File- Statuette of Niankhpepy’s Servant.

File- Statuette of Niankhpepy’s Servant.

CAIRO - 11 April 2020: Egypt's Ministry of Tourism and Antiquities organized its second guided video tour at the Egyptian Museum in Tahrir on April 10.

The second guided tour which was presented by the Egyptian tour guides Fatma Abdala and Walid Al-Batouty was about the Statuette of Niankhpepy’s Servant.

Abdala and Batouty shed light on the first backpack in history, which is a basket with of two white straps, that we see on the Statuette of Niankhpepi's porter.

The wooden statuette featured here was discovered in the tomb of Niankhpepi, the “Supervisor of Upper Egypt” during the reign of the Sixth Dynasty King Pepi I, in Meir near al-Qusiya, Asyut governorate.
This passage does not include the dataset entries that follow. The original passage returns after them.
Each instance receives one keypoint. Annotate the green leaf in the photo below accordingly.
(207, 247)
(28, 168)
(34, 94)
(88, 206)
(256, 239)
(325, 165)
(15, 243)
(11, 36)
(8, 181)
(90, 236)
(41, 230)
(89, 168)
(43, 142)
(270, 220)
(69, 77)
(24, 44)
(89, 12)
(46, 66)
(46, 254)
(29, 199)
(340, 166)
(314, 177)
It depicts one of his servants carrying an ornate basket in one folded arm while he carries a second basket on his back by means of two white straps.

The first basket is decorated with a colorful grid of squares, and the one on his back with a wide leopard print band.

A keen eye will notice that the bag (basket) has two tapering legs beneath it that allowed it to be propped up when put on ground. ‪

Egypt's Ministry of Tourism and Antiquities organised its first guided video tour at the Egyptian Museum in Tahrir on April 9.

The first guided video tour was presented by Abdala and Batouty as well.

The tour highlighted two artifacts which are the Colossal statue of King Akhenaten and the Head of his wife Queen Nefertiti.

This colossus of Akhenaten is carved of sandstone. It is one of a series that represents the King that once stood in front of the pillars of a temple to the god Aten just east of Karnak.

It depicts the king holding the crook and the flail, symbols of kingship. They are characteristic of the early reign of Akhenaten, representing him with exaggerated features including narrow shoulders, a prominent belly, full hips, thin arms, and a very distinctive long face with a long nose, narrow, oblique eyes, and full lips.


Although unfinished, this quartzite statue of Nefertiti is remarkable. It was discovered in the workshop of Thutmose, a sculptor in Akhetaten (modern Tell al-Amarna), who must have been a master of his craft. The statue bears the powerful queen’s elegant features.

The two guided tours are produced by Media Hub group.